Emergex’s vaccine combines several proprietary technologies to create an immune response based on ‘reverse engineering’

Emergex Vaccines Holding Limited (‘Emergex’), a biotechnology company pioneering a new approach to vaccine development in the field of infectious diseases, announces that Innovate UK, the UK’s innovation agency, has awarded the company a grant of £979,318 to progress its universal flu vaccine programme through preclinical development. 

This grant will cover 70% of the cost of developing Emergex’s flu vaccine programme over a period of two years.

It will be used to complete preclinical toxicology and validation studies and the manufacturing of the vaccine in accordance with current Good Manufacturing Practice (cGMP).

This will result in clinical batches of the vaccine which are ready for Phase I clinical testing in the first half of 2020. 

Emergex’s universal flu vaccine is designed to target components of the influenza virus that are common to all influenza strains. As a result this vaccine will also be suitable to target the outbreak of a new flu pandemic caused by the emergence of a novel form of influenza virus at the time it moves from an animal species into humans.

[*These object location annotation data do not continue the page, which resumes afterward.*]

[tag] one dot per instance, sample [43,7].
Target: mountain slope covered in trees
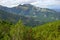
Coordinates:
[49,31]
[30,15]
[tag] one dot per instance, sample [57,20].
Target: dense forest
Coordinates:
[27,22]
[18,31]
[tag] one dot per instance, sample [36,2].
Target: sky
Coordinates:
[38,3]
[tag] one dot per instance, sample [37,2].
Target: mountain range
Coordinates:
[29,14]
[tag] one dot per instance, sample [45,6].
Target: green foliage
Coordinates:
[49,31]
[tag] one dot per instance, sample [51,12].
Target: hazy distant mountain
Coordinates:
[34,15]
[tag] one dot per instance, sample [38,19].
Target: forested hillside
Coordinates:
[30,15]
[48,31]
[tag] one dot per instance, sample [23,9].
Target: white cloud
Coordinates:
[12,3]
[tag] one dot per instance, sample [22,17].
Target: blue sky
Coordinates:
[38,3]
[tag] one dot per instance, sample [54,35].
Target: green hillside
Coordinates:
[49,31]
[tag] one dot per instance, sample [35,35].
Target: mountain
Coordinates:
[48,31]
[30,14]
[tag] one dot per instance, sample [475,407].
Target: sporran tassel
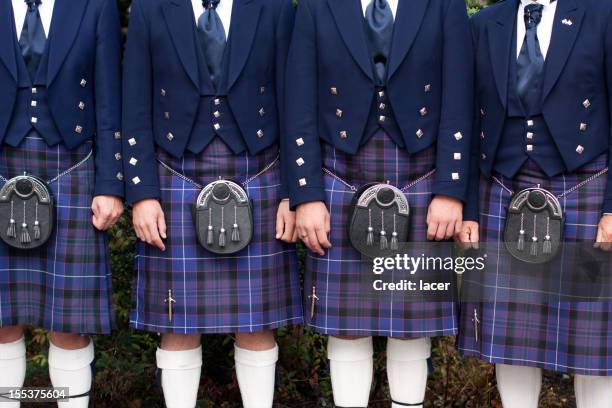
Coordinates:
[394,245]
[222,237]
[222,231]
[25,234]
[36,230]
[383,234]
[547,247]
[520,245]
[210,239]
[370,236]
[36,225]
[534,239]
[235,233]
[235,228]
[12,228]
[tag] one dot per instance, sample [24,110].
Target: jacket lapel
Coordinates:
[407,24]
[180,20]
[500,32]
[568,20]
[348,15]
[8,36]
[245,16]
[65,24]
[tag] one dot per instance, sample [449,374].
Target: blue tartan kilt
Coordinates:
[256,289]
[336,277]
[564,336]
[64,286]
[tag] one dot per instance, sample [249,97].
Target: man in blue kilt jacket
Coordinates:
[60,160]
[378,91]
[203,114]
[544,100]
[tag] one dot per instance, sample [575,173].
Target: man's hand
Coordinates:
[313,226]
[149,222]
[444,218]
[285,223]
[604,234]
[468,235]
[106,211]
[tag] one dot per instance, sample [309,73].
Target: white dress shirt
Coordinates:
[544,28]
[224,9]
[20,9]
[392,4]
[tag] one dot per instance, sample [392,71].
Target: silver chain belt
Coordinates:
[62,174]
[354,189]
[566,192]
[200,186]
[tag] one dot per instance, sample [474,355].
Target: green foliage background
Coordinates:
[126,359]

The company’s vaccine is 100% synthetic and delivers highly conserved immunogenic peptide fragments from the flu virus to antigen presenting cells in the skin, eliciting a strong and long-lasting T-cell immune response. 

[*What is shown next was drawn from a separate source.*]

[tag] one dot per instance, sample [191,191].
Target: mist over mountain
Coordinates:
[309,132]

Emergex’s vaccine combines several proprietary technologies to create an immune response based on ‘reverse engineering’.

This involves the identification of highly conserved internal peptide fragments from the flu virus, synthesis of these peptide fragments to create a library of 100% synthetic peptide fragments and screening these against blood from flu survivors to see which of the fragments elicit the strongest T-cell immune response.

The selected peptide fragments are then combined with a gold nanotechnology carrier system to make an extremely small particle, less than 5 nanometres in diameter, which is ideal for immunization through the skin using a microneedle skin patch, which is less invasive than traditional injection. 

Professor Thomas Rademacher, co-founder, CEO and CSO at Emergex commented, “This Innovate UK grant provides endorsement of our flu vaccine programme and reinforces our belief that an innovative approach, using the very latest technologies, could help protect the public from this inevitable epidemic or pandemic health threat.”